Szép escribe a modo de diario las semanas que vivió en un campo de trabajo, breves entradas que muestran un momento y un espacio concretos, los últimos meses de 1944 en Hungría y la vida de la comunidad judía a la espera de algo que no acaba por concretarse: su destino. Szép va de la crudeza a la ternura, de la reflexión a la rabia y la incredulidad en su descripción de unos meses temibles, muestra la vida cotidiana y el horror adentrándose en ella, la supervivencia y la sinrazón. El libro atrae poco a poco, hay algo conocido en lo que cuenta Szép, las descripciones remiten a otros libros testimoniales sobre el Holocausto, y aún así, encuentra su hueco como relato costumbrista de un grupo de hombres judíos y sus conversaciones y gestos en unos días extraños y temibles, su forma de afrontar la llegada del fascismo, las diferentes ideas sobre su destino o qué desearían para Adolf Hitler.
 ―Permítanme, señores, que les cuente qué castigo me he imaginado para esa persona cuyo nombre no suelo mencionar. Si es que está con vida y no consigue quitársela antes de que lo capturen. Me parece, caballeros, que sería el único castigo que tal vez sea capaz de vengar las atrocidades que ha cometido este tipo.
―¿Y qué es? ¡A ver! ¿Qué ha imaginado? Chsss, por favor, silencio.
―Que viva eternamente, que nunca muera, nunca, jamás.
Alguien dijo entre risas:
―¡Vaya!
―Sí, querido señor, que viva para siempre. Que no lo maten las balas, ni lo ahogue el agua, ni le haga ningún daño el veneno cuando quiera suicidarse. Que nadie lo toque ni con un dedo. Pasará mil años, cien mil, otros cien mil, la Tierra se enfriará un día, no quedará ni una brizna de hierba, ningún ser vivo, solo él, el único. Que quede él solo en el mundo, en tinieblas y en el más absoluto silencio. Dios también puede morir un día, pero que él siga viviendo, y que no se vuelva loco, que recuerde para siempre.
 
Y, hacia el final, Szép habla del peso del mundo y la culpa en la mirada del testigo y víctima.
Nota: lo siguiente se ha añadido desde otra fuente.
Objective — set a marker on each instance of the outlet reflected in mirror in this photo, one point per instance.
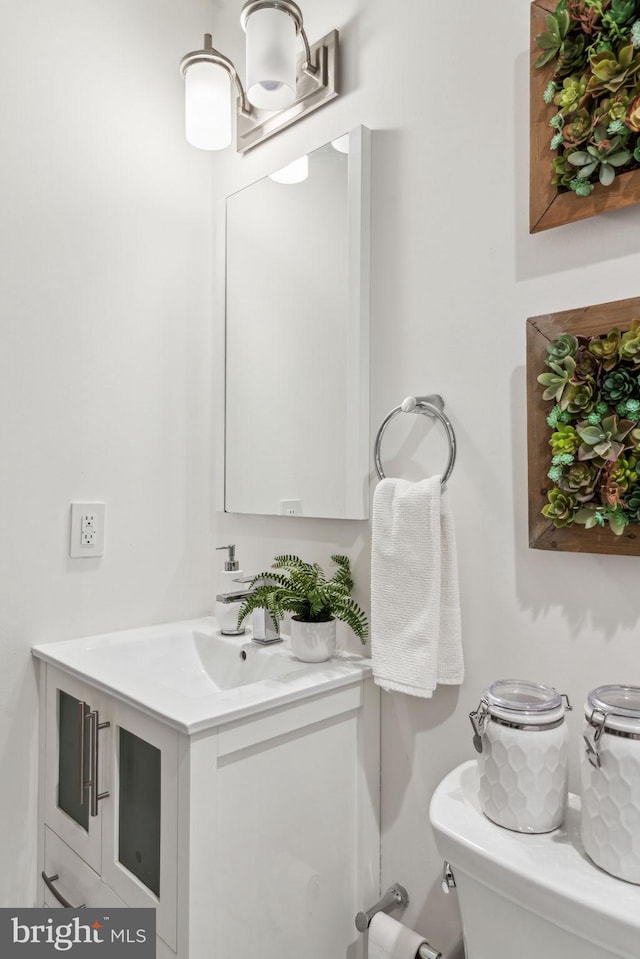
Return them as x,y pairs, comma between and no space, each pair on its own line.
297,340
Ahora, como en la vieja guerra, a veces me pregunto asombrado: ¿cómo se atreven a hacer lo que están haciendo?, ¿cómo se atreven, sabiendo que yo estoy aquí, en este mundo? ¡Si yo lo veo y lo oigo todo! ¿Cómo es que no se han horrorizado ante lo que han hecho? ¿Cómo no se les cae la cara de vergüenza? ¿Cómo no paran de inmediato?
Estos pensamientos me atormentan con tal fervor como a un enloquecido.
Y me persigue, está vez también, me persigue la idea de que yo tengo la culpa de todo esto. El Creador ha puesto en mi pecho un corazón y me ha enviado con él entre los hombres. Y no sé cómo ha podido ocurrir que yo no les haya mostrado mi corazón, su corazón. ¿Acaso estaba dormido? La palabra salvadora, la palabra redentora esperaba en mi garganta: la palabra que tenía que imponer la paz a la Tierra. Y yo callaba.
No sé dónde tenía la cabeza. El mundo se me cayó de las manos. Y se hizo pedazos.
 

El olor humano está en lo cotidiano y en la amenaza de un destino incierto.









Yo, por lo que a mí respecta, parece que ni siquiera creo en la muerte. A mí también me soplará, desde luego, como una cerilla, pero no tendré conciencia de ello; yo lo único que sé es vivir, yo solo creo en la vida y no me puedo imaginar otra cosa. La vida no acabará nunca, tras mi último suspiro no contraeré los pulmones ni pondré un punto después de mi pensamiento final; idea y aliento huirán al infinito, a lo intemporal. Soy inmortal, es decir, incapaz de morir. Todos lo somos. Y tengo tanta curiosidad, tanta curiosidad por todo lo que pasa en esta Tierra; enloquezco por ver, oír y conocer este mundo, esta vida; incluso sentiría interés por mi propio ahorcamiento; no me tomaría un veneno ni siquiera si con ello pudiera evitar ser empujado a una cámara de gas.
Ernő Szép. El olor humano. Traducción de Eszter Orbán y José Miguel González. Gallo Nero Ediciones.